Take a stroll along Zhangqiao Pier to the pavilion and look back towards the shore for the quintessential view of contemporary Qingdao: glass and steel skyscrapers, European villas in plots of verdant green and the twin spires of St Michael’s Cathedral. Here is an image of a confident and modern metropolis that knows where it came from and where it’s going. No wonder, in 2011, Qingdao was deemed China’s most liveable city by the China Institute of City Competitiveness.
If you’ve ever sipped from a bottle of Tsingtao, China’s most famous beer, a glance at the city’s pier ought to conjure up a strange sense of familiarity–of course, the pier is on the label. The Tsingtao brewery made its first beer back in 1903. The beer is said to get its crisp taste from the spring water that bubbles forth from Laoshan, a scenic mountain and popular hiking spot north of the city. The best place in town to drink it is at the source – the Tsingtao Beer Museum on the site of the original Tsingtao brewery; a tour through the original redbrick buildings includes multiple tastings and a dash through the “drunken house” built at angles designed to make you dizzy.
By the Sea
A hundred and ten years after the arrival of the Germans, the eyes of the world turned to Qingdao as the host of the Olympic Sailing Regatta for the Beijing Games in 2008. Today, the Olympic Sailing Centre stands out as the jewel in the crown of Fushan Bay, formerly an industrial shipyard and now the gleaming home of Qingdao’s new central business district – futuristic towers and malls framed against a postcard-perfect bathing beach. Here, nestled between Fushan Bay and the luxurious lanes of Badaguan, China’s answer to Beverley Hills, sits Shangri-La Hotel, Qingdao, one of the city’s most elegant and long-standing hotels.
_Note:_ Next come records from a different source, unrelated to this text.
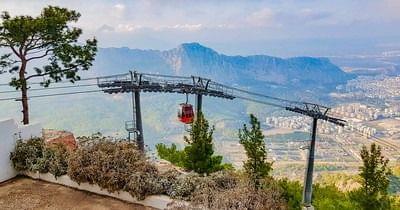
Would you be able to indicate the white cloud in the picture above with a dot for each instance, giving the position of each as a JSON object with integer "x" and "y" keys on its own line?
{"x": 187, "y": 27}
{"x": 261, "y": 18}
{"x": 118, "y": 10}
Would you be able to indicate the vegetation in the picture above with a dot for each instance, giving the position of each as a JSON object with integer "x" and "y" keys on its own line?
{"x": 256, "y": 166}
{"x": 48, "y": 37}
{"x": 198, "y": 154}
{"x": 374, "y": 180}
{"x": 34, "y": 155}
{"x": 172, "y": 154}
{"x": 118, "y": 165}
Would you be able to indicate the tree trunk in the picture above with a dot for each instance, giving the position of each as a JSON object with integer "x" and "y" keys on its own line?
{"x": 24, "y": 94}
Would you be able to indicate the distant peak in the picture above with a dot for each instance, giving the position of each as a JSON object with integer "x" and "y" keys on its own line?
{"x": 195, "y": 47}
{"x": 192, "y": 45}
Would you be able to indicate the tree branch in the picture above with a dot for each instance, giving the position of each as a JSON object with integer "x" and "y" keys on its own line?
{"x": 40, "y": 56}
{"x": 52, "y": 72}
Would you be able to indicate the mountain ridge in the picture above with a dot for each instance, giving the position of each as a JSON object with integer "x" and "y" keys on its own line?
{"x": 196, "y": 59}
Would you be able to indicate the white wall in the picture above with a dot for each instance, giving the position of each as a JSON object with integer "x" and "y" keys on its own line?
{"x": 10, "y": 131}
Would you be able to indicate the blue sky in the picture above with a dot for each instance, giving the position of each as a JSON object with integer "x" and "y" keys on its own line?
{"x": 285, "y": 28}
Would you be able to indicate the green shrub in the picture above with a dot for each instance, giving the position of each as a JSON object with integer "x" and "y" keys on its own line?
{"x": 108, "y": 164}
{"x": 172, "y": 154}
{"x": 33, "y": 155}
{"x": 58, "y": 161}
{"x": 198, "y": 154}
{"x": 142, "y": 184}
{"x": 212, "y": 192}
{"x": 27, "y": 154}
{"x": 292, "y": 193}
{"x": 256, "y": 166}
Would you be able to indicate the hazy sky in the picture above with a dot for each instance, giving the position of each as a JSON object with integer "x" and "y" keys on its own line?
{"x": 290, "y": 27}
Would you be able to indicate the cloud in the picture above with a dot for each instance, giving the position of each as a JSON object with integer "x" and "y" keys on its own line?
{"x": 187, "y": 27}
{"x": 118, "y": 10}
{"x": 106, "y": 28}
{"x": 262, "y": 18}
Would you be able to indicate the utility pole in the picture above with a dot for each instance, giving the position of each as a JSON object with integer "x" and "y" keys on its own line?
{"x": 308, "y": 178}
{"x": 316, "y": 112}
{"x": 139, "y": 127}
{"x": 199, "y": 104}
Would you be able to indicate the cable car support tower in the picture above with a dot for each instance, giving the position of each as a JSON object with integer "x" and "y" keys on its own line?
{"x": 135, "y": 82}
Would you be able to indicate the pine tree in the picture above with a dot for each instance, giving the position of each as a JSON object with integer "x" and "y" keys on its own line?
{"x": 256, "y": 166}
{"x": 199, "y": 151}
{"x": 374, "y": 180}
{"x": 49, "y": 37}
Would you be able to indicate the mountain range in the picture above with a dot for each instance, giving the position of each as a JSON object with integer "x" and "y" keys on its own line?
{"x": 196, "y": 59}
{"x": 305, "y": 78}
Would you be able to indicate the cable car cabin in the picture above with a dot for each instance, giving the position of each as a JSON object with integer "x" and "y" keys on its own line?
{"x": 185, "y": 113}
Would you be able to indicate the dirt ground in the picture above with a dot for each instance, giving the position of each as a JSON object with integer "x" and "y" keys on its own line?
{"x": 25, "y": 193}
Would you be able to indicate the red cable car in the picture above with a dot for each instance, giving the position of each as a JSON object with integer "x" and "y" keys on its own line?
{"x": 185, "y": 112}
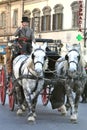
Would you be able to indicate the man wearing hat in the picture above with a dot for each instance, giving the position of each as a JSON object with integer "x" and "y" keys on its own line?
{"x": 25, "y": 36}
{"x": 24, "y": 41}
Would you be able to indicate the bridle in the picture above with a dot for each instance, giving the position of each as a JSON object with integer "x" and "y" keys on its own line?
{"x": 72, "y": 61}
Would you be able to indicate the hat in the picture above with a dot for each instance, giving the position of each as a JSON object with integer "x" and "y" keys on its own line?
{"x": 25, "y": 19}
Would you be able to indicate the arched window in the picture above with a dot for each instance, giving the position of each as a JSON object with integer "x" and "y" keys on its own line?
{"x": 3, "y": 19}
{"x": 58, "y": 17}
{"x": 27, "y": 13}
{"x": 46, "y": 19}
{"x": 36, "y": 20}
{"x": 15, "y": 18}
{"x": 75, "y": 9}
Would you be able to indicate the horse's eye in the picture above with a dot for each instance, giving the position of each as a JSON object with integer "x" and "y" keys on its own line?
{"x": 33, "y": 56}
{"x": 66, "y": 57}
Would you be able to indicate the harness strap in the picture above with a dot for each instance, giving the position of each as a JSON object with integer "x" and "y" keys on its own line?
{"x": 20, "y": 73}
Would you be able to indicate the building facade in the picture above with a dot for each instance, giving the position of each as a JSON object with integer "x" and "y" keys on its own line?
{"x": 54, "y": 19}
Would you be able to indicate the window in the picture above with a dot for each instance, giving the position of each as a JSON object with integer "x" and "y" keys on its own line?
{"x": 15, "y": 18}
{"x": 46, "y": 19}
{"x": 3, "y": 19}
{"x": 75, "y": 10}
{"x": 58, "y": 17}
{"x": 36, "y": 20}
A perfect Qingdao day begins in the Shangri-La Executive Lounge sitting atop the new Valley Wing, where floor-to-ceiling windows frame the azure Yellow Sea between buildings. Breakfast comes with a twist: eggs lightly scrambled with local clams, courtesy of Executive Chef Rolando. In the evenings, Chef Rolando, a native of Milan, presides over Da Vinci Restaurant, building on the seafood theme with his signature grilled sea bass on a velvety slick of squid ink jus – so delicious you’ll be asking for more home-baked bread to mop it all up. Of course, if you just want to keep it simple, his wood-fired pizzas have that rare synergy of char and puff that only an Italian master truly understands.
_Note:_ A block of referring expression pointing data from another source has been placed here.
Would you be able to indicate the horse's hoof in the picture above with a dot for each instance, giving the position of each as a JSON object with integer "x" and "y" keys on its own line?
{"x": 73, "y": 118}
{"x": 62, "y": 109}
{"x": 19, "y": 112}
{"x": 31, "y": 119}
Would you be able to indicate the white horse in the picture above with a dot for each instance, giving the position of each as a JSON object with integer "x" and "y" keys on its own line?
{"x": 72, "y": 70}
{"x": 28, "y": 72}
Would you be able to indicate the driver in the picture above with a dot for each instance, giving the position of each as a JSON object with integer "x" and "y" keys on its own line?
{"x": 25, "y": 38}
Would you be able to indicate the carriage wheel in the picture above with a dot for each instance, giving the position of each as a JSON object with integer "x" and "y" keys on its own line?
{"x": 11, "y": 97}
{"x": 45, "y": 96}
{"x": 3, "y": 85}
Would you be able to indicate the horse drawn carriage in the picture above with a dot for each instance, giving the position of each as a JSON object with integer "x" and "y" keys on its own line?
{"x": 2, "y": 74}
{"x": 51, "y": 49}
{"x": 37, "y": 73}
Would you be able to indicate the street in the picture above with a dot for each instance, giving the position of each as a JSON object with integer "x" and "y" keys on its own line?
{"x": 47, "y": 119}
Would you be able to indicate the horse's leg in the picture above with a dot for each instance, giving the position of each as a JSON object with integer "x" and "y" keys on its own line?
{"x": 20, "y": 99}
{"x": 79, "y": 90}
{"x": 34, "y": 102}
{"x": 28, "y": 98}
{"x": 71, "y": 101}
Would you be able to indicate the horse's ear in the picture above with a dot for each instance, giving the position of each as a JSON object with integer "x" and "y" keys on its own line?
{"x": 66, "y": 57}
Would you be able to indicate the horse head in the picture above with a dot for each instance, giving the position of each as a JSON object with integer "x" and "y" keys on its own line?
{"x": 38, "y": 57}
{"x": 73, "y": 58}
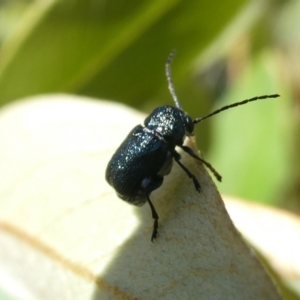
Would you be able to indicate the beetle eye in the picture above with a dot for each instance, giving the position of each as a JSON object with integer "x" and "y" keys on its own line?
{"x": 189, "y": 124}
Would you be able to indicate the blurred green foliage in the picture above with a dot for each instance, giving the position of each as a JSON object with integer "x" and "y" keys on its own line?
{"x": 225, "y": 53}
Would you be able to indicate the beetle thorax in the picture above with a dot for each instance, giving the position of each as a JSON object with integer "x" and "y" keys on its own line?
{"x": 171, "y": 123}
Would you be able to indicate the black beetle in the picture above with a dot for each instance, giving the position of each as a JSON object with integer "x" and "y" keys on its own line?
{"x": 146, "y": 155}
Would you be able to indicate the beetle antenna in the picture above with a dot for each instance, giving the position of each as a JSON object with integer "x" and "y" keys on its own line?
{"x": 169, "y": 78}
{"x": 235, "y": 104}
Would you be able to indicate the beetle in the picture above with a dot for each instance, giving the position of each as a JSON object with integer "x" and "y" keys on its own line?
{"x": 139, "y": 165}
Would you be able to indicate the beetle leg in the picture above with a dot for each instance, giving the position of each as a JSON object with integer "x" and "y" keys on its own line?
{"x": 186, "y": 170}
{"x": 155, "y": 217}
{"x": 207, "y": 164}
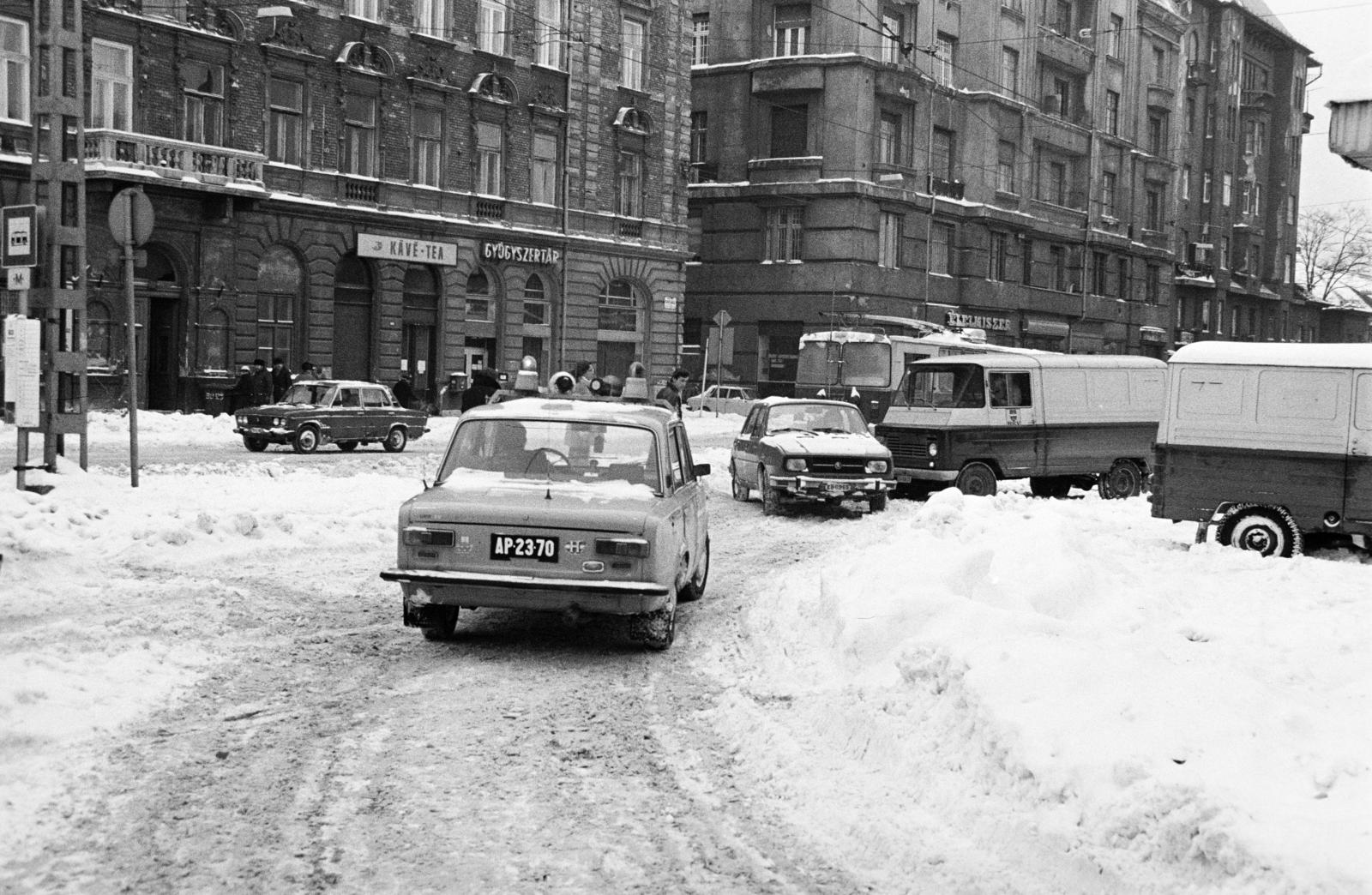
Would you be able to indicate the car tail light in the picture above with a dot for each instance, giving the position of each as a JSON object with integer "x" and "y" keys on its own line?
{"x": 622, "y": 547}
{"x": 416, "y": 536}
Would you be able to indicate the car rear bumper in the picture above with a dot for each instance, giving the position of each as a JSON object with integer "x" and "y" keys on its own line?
{"x": 818, "y": 488}
{"x": 527, "y": 592}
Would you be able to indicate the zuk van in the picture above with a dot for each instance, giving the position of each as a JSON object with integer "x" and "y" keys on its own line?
{"x": 1268, "y": 445}
{"x": 1060, "y": 420}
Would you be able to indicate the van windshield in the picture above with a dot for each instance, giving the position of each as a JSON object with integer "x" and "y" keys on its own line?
{"x": 944, "y": 386}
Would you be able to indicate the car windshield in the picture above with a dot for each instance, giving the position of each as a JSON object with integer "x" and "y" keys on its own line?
{"x": 951, "y": 386}
{"x": 553, "y": 449}
{"x": 815, "y": 417}
{"x": 309, "y": 394}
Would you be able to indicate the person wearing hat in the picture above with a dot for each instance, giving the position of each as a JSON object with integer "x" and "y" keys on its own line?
{"x": 404, "y": 388}
{"x": 240, "y": 395}
{"x": 262, "y": 385}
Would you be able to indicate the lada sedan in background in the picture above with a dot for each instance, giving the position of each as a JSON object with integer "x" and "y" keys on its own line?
{"x": 795, "y": 449}
{"x": 343, "y": 412}
{"x": 581, "y": 507}
{"x": 724, "y": 399}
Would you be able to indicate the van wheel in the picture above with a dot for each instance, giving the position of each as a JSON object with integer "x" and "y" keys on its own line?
{"x": 1124, "y": 479}
{"x": 1050, "y": 485}
{"x": 978, "y": 479}
{"x": 1261, "y": 529}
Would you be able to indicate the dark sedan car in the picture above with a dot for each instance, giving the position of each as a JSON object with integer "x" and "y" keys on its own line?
{"x": 347, "y": 413}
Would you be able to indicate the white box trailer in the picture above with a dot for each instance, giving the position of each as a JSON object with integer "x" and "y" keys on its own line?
{"x": 1268, "y": 443}
{"x": 1056, "y": 419}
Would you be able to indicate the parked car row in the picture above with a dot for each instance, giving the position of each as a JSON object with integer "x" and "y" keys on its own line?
{"x": 596, "y": 506}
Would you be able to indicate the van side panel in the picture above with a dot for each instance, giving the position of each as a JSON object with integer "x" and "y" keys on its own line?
{"x": 1193, "y": 479}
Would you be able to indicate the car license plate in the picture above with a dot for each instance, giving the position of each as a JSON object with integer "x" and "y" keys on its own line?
{"x": 509, "y": 547}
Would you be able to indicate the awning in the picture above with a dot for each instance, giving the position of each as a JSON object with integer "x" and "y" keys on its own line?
{"x": 1051, "y": 328}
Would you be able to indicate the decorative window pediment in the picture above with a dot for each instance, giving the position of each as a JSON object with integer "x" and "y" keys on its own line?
{"x": 635, "y": 120}
{"x": 367, "y": 58}
{"x": 494, "y": 88}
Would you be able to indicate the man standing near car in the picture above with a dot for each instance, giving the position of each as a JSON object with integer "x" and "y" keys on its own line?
{"x": 671, "y": 393}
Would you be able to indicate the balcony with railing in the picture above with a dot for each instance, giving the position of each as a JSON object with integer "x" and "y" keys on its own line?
{"x": 196, "y": 165}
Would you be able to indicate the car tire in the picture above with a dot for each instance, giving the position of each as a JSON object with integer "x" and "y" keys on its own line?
{"x": 445, "y": 623}
{"x": 741, "y": 490}
{"x": 695, "y": 588}
{"x": 772, "y": 496}
{"x": 395, "y": 440}
{"x": 658, "y": 629}
{"x": 978, "y": 479}
{"x": 1266, "y": 530}
{"x": 306, "y": 440}
{"x": 1124, "y": 479}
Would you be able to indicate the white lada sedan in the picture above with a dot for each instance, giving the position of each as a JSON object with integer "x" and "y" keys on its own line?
{"x": 567, "y": 506}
Seafood is naturally one of the city’s premier attractions, and Shangri-La Hotel, Qingdao is perfectly located for foodies. Mingjiang Lu, home to Qingdao’s finest seafood restaurants, is a five-minute cab ride away. You could choose just about any eatery along the strip, but Yumatou, a well-heeled establishment with rows of live tanks at the entrance, comes recommended. Clams, crabs, shrimp, oysters, squid, scallops, crayfish, lobster and pearlescent fish sold by the jin (500 grams) – the choice is overwhelming. For the quintessential Qingdao experience, order a round of clams fried with chilli, garlic and ginger, which pairs perfectly with a jug of fresh Tsingtao beer. For a Cantonese twist, point at the scallops and ask for them to be served suanrong fensi, meaning steamed lightly with minced garlic and vermicelli noodles. There is no better way to savour this underwater treasure.
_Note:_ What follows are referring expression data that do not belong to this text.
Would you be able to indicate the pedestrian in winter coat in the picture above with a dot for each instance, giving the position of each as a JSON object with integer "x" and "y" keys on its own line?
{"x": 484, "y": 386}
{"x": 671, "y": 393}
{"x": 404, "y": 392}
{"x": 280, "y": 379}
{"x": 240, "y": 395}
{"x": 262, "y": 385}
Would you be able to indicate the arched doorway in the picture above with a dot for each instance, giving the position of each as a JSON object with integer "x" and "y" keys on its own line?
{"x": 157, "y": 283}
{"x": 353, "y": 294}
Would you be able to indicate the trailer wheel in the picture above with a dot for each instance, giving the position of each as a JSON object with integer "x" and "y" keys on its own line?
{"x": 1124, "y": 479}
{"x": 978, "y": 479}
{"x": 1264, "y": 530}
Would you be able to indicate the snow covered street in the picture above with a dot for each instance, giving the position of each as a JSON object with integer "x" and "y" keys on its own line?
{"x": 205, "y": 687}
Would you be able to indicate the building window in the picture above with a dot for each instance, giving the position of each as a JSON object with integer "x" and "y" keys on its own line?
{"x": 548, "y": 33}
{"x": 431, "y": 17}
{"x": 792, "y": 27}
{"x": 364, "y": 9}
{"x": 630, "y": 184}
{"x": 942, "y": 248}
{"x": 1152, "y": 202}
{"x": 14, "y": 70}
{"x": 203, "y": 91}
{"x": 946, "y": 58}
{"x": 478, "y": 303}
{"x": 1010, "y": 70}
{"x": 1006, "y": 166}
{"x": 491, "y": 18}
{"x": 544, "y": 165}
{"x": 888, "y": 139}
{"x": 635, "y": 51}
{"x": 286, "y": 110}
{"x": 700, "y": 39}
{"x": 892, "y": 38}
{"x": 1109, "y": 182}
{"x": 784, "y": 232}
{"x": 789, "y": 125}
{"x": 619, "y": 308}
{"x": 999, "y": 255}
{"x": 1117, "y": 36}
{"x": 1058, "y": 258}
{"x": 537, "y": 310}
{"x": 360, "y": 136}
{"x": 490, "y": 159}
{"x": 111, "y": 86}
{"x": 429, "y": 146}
Indulgence comes with the territory, but fortunately Qingdao is one of the best cities in the world for strolling. Over 40 kilometres of tree-shaded coastal paths and seafront promenades gird the city, joining the dots between bathing beaches. Be sure to find your way to the lovely Lu Xun Park, named after China’s revered writer and revolutionary, where you can rest beneath pavilions and watch the waves as they crash over rugged reefs. It is the ideal spot to contemplate just how far Qingdao has come in so short a time. Then, well, it's probably time for another Tsingtao beer.